With all the hot weather this week, it's hard to think about planting for spring. Heck, I'm still swimming! But October is bulb planting time and one of the beauties is the crocus.
Crocuses are very rewarding. They bloom early with bright, cheery colors and spread over time. They can be grown in a formal flower garden, or naturalized in a meadow or orchard.
Traditional varieties, such as Ruby Giant and Pickwick, feature purple or purple and white flowers. I like the yellow-flowered varieties such as Golden Beauty and Romance.
The key to getting a big color splash is to plant lots of crocuses close together.
Dig a hole and plant bulbs that are almost touching -- about two to three inches deep.
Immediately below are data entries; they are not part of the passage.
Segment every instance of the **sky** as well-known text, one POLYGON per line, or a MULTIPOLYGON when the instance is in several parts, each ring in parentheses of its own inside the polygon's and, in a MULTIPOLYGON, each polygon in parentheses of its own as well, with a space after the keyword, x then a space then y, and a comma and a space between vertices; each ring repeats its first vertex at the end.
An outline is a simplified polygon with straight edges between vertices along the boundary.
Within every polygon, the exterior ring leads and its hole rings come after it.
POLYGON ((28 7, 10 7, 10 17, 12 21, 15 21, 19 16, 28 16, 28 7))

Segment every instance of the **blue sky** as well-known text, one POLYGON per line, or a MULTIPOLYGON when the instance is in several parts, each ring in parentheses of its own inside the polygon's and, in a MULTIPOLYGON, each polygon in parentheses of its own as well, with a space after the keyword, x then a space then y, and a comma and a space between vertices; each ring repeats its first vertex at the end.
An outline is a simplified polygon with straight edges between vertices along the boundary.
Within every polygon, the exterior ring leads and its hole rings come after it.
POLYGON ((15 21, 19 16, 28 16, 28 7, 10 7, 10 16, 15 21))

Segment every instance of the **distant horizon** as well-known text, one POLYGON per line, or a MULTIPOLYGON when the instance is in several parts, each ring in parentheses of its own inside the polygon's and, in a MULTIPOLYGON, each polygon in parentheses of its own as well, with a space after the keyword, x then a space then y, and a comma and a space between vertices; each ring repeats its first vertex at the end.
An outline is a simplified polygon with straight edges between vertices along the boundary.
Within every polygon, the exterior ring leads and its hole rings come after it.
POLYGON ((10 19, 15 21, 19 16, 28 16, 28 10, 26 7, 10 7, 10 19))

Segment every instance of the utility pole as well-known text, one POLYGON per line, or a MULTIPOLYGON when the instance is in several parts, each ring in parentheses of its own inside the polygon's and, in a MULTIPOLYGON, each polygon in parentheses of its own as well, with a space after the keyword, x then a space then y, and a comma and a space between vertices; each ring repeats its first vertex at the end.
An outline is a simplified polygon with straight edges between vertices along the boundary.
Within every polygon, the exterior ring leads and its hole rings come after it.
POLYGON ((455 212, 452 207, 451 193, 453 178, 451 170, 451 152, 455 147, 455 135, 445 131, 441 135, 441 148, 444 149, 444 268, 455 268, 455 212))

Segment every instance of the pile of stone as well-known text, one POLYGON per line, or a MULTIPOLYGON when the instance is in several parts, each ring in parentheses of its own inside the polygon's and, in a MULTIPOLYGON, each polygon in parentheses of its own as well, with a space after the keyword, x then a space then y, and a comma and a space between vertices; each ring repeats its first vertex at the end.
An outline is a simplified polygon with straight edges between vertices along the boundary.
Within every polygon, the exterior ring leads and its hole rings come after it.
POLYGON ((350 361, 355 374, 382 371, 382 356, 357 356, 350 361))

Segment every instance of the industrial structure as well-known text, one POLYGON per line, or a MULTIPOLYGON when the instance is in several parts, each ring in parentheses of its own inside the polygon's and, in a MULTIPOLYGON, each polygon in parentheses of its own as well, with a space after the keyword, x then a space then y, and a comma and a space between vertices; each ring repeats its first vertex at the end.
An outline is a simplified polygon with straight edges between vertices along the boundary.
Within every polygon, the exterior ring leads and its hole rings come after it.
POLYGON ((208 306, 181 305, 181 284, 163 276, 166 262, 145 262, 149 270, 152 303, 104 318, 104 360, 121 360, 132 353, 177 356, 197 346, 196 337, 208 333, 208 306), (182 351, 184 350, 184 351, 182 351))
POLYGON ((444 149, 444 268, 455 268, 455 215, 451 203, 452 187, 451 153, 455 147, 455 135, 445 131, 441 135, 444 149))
You can also mix crocuses with daffodils and tulips. In the same hole, plant the large bulbed daffodils six to eight inches deep, and cover with soil. Plant the medium sized tulips four inches deep and cover. Finally, plant the crocus on top of those bulbs. You'll get a succession of blooms stretching into spring.
If planting in a lawn or meadow, don't mow too early. Bulbs need their foliage to grow and rejuvenate the bulb for the next spring. Don't mow the bulb patch until the foliage starts to yellow in early summer.
Critters can be a problem. Mice, voles, and chipmunks love to dig up and munch on newly planted crocuses. To help thwart them, sprinkle ground-up seashells into the hole when planting. The critter won't like the sharp edges.
For deer browsing in spring, spray with a repellent such as Plantskydd when the bulbs first appear.